Molecular Name Lookup

HQS Molecules provides API access to the PubChem database, permitting name-to-structure and structure-to-name searches directly via Python scripts.

IMPORTANT: If you use the PubChem interface, your data will be sent over the internet to the PubChem servers.

Requests to PubChem are made via the PubChem data class, which stores the data retrieved after completion of each request. In the following example, a request is made using the molecule name:

>>> from hqs_molecules import PubChem
>>> pc = PubChem.from_name("2-methylprop-1-ene")
>>> print(pc.name)
Isobutylene
>>> print(pc.cid)
8255
>>> print(pc.formula)
C4H8
>>> print(pc.smiles)
CC(=C)C
>>> 

As shown above, the data retrieved is stored in the attributes

  • name for the compound name,
  • smiles for the SMILES string,
  • cid for the PubChem compound ID, and
  • formula for the molecular formula (as a MolecularFormula object).

Note: the name stored in the name attribute may differ from the argument supplied for the request: the most entries for a compound on PubChem list multiple synonymous names, but the name attribute contains the representative title name selected on PubChem.

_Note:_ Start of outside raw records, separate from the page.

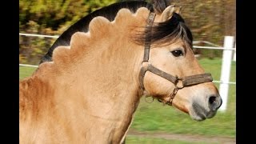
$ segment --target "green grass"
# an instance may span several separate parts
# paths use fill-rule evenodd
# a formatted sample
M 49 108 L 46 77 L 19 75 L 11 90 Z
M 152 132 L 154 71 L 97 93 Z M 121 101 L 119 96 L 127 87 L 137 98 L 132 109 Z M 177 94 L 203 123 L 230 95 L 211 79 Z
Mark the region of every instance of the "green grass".
M 31 76 L 36 67 L 19 66 L 19 79 Z
M 206 72 L 212 74 L 214 80 L 219 81 L 222 59 L 210 60 L 204 58 L 200 59 L 199 62 L 206 70 Z M 36 68 L 20 66 L 19 70 L 19 78 L 22 79 L 31 75 Z M 236 63 L 232 62 L 230 82 L 236 82 L 235 71 Z M 218 83 L 216 83 L 216 86 L 218 87 Z M 236 87 L 235 85 L 230 85 L 226 111 L 218 111 L 213 118 L 196 122 L 192 120 L 188 114 L 169 106 L 163 106 L 157 101 L 147 103 L 144 101 L 143 97 L 135 112 L 134 120 L 130 129 L 150 133 L 165 132 L 235 138 L 235 105 Z M 161 138 L 139 138 L 130 136 L 127 137 L 126 142 L 129 142 L 129 143 L 138 143 L 138 142 L 141 142 L 138 143 L 182 143 L 182 142 L 174 141 L 170 142 L 169 140 Z
M 143 143 L 143 144 L 155 144 L 155 143 L 161 143 L 161 144 L 216 144 L 217 142 L 186 142 L 186 141 L 181 141 L 181 140 L 167 140 L 164 138 L 139 138 L 134 136 L 127 136 L 126 138 L 126 142 L 127 144 L 138 144 L 138 143 Z

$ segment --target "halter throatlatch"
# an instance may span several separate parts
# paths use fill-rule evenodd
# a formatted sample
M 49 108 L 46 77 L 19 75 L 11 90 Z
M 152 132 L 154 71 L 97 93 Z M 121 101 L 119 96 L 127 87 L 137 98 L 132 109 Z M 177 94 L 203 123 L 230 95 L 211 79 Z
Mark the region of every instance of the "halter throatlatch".
M 150 12 L 148 17 L 147 25 L 146 26 L 146 41 L 145 41 L 144 57 L 142 63 L 142 68 L 139 72 L 138 81 L 140 83 L 141 89 L 143 90 L 143 92 L 145 92 L 143 80 L 144 80 L 144 76 L 146 71 L 150 71 L 153 74 L 155 74 L 174 83 L 175 86 L 175 88 L 174 89 L 174 91 L 168 96 L 169 97 L 168 101 L 164 102 L 163 100 L 158 99 L 159 102 L 162 102 L 167 105 L 171 106 L 172 101 L 174 98 L 174 96 L 176 95 L 178 90 L 182 89 L 185 86 L 212 82 L 213 78 L 210 73 L 186 76 L 183 78 L 174 77 L 151 65 L 151 63 L 149 62 L 150 42 L 151 42 L 150 41 L 151 30 L 152 30 L 151 27 L 153 25 L 155 15 L 156 15 L 155 13 Z M 144 63 L 146 65 L 143 65 Z

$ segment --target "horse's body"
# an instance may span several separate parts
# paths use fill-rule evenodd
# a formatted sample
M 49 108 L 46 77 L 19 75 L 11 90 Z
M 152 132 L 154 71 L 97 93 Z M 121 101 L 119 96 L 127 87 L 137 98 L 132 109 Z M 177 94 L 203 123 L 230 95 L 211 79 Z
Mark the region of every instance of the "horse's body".
M 168 20 L 162 11 L 154 22 Z M 150 72 L 144 90 L 138 81 L 144 46 L 131 39 L 143 34 L 150 12 L 146 7 L 135 14 L 122 9 L 112 22 L 94 18 L 87 33 L 73 34 L 70 46 L 54 50 L 53 62 L 42 63 L 20 82 L 21 143 L 120 143 L 143 93 L 169 99 L 173 83 Z M 167 46 L 154 43 L 152 65 L 178 76 L 204 73 L 186 40 L 170 41 Z M 207 82 L 179 90 L 172 103 L 200 121 L 212 118 L 220 101 Z

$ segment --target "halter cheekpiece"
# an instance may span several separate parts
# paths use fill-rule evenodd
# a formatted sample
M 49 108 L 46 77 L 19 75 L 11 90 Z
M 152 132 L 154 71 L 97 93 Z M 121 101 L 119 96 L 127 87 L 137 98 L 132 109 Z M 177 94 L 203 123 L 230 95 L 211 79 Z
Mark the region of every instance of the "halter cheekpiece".
M 143 92 L 145 92 L 143 80 L 144 80 L 144 76 L 146 71 L 150 71 L 153 74 L 155 74 L 174 83 L 175 86 L 175 88 L 174 89 L 173 92 L 168 96 L 169 97 L 168 101 L 164 102 L 162 99 L 158 99 L 159 102 L 162 102 L 163 103 L 171 106 L 172 101 L 174 98 L 178 90 L 191 85 L 212 82 L 213 78 L 210 73 L 186 76 L 183 78 L 179 78 L 177 76 L 174 77 L 151 65 L 151 63 L 149 61 L 149 58 L 150 58 L 150 44 L 151 44 L 150 39 L 151 39 L 152 26 L 153 26 L 155 15 L 156 15 L 155 13 L 150 12 L 147 19 L 147 24 L 146 26 L 144 57 L 143 57 L 143 61 L 142 62 L 142 68 L 139 72 L 138 81 L 140 83 L 141 89 L 143 90 Z

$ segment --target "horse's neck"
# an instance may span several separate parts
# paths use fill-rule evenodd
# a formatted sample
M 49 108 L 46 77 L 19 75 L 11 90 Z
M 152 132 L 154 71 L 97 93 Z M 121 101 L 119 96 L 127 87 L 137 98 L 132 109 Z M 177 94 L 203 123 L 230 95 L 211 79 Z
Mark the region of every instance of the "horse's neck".
M 62 132 L 78 134 L 76 137 L 83 139 L 86 136 L 88 142 L 114 143 L 120 142 L 126 132 L 140 98 L 138 78 L 143 47 L 129 42 L 130 29 L 124 28 L 141 26 L 145 19 L 138 21 L 130 12 L 122 11 L 114 24 L 101 18 L 93 20 L 89 34 L 74 34 L 70 49 L 54 50 L 54 62 L 41 64 L 34 74 L 50 84 L 38 89 L 54 88 L 51 93 L 44 94 L 52 99 L 53 108 L 50 112 L 42 110 L 48 114 L 47 119 L 54 122 L 48 126 L 52 131 L 55 128 L 56 133 L 61 133 L 59 130 L 65 128 Z M 138 17 L 148 14 L 146 9 L 140 11 Z M 126 21 L 122 14 L 127 15 Z M 101 42 L 97 42 L 99 37 L 95 34 L 103 37 Z M 42 118 L 42 122 L 45 121 Z
M 100 134 L 106 138 L 125 134 L 139 102 L 137 54 L 133 47 L 102 49 L 82 60 L 88 62 L 69 70 L 74 73 L 59 75 L 56 102 L 65 106 L 59 110 L 70 111 L 63 114 L 74 115 L 76 122 L 81 118 L 78 128 L 91 130 L 86 134 Z

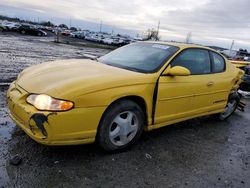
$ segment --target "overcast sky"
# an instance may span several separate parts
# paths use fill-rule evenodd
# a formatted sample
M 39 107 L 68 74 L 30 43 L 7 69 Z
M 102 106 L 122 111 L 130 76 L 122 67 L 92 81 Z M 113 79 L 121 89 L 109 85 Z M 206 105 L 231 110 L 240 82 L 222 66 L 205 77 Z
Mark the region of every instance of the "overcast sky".
M 230 48 L 235 40 L 235 49 L 250 51 L 250 0 L 0 0 L 0 14 L 61 18 L 67 25 L 71 18 L 73 26 L 90 29 L 102 20 L 107 31 L 130 34 L 157 28 L 160 20 L 163 40 L 184 41 L 192 32 L 194 43 Z

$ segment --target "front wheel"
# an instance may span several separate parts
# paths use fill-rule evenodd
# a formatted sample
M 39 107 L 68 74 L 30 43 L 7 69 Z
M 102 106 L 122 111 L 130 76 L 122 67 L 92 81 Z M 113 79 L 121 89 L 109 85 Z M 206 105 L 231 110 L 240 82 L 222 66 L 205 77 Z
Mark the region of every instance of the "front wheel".
M 219 119 L 225 120 L 229 118 L 236 110 L 239 102 L 240 102 L 239 94 L 238 93 L 231 94 L 228 98 L 228 102 L 227 102 L 224 112 L 218 114 Z
M 139 139 L 144 125 L 145 115 L 138 104 L 130 100 L 118 101 L 102 118 L 98 144 L 109 152 L 125 150 Z

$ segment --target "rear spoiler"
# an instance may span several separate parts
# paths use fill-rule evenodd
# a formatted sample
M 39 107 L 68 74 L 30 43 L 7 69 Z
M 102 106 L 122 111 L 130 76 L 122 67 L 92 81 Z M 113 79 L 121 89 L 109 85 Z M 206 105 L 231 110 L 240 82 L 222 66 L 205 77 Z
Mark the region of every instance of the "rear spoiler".
M 232 63 L 237 68 L 242 68 L 242 67 L 245 67 L 247 65 L 250 65 L 250 62 L 248 62 L 248 61 L 233 61 L 233 60 L 230 60 L 229 62 Z

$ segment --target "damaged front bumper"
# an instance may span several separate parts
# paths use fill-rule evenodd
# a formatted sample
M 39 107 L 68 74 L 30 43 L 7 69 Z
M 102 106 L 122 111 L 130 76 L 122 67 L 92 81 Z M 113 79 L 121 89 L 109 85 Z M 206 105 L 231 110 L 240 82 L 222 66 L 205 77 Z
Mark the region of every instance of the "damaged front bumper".
M 28 95 L 27 91 L 13 82 L 7 92 L 7 100 L 10 117 L 33 140 L 45 145 L 74 145 L 95 141 L 104 107 L 75 108 L 67 112 L 38 111 L 26 102 Z

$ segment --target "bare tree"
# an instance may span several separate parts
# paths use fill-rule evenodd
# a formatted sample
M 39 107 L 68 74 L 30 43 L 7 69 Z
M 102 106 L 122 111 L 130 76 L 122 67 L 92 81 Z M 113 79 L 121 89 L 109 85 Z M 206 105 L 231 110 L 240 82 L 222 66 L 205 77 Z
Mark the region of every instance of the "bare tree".
M 191 42 L 192 32 L 187 33 L 186 43 L 189 44 Z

Likewise, a reverse search can be performed using a SMILES string:

>>> pc = PubChem.from_smiles("COC1=C(C=CC(=C1)C=O)O")
>>> print(pc.name)
Vanillin
>>> 

Search by PubChem Compound Identifier

Finally, requests can be made using the PubChem compound identifier:

>>> pc = PubChem.from_cid(145742)
>>> print(pc.name)
Proline
>>> print(pc.smiles)
C1C[C@H](NC1)C(=O)O
>>> 

An important feature of the PubChem class is that it verifies the depositor of individual data items retrieved. Data is only made available if PubChem is listed as the data source.

As shown in the section on 2D to 3D structure conversion, a SMILES string can be used to generate a three-dimensional representation.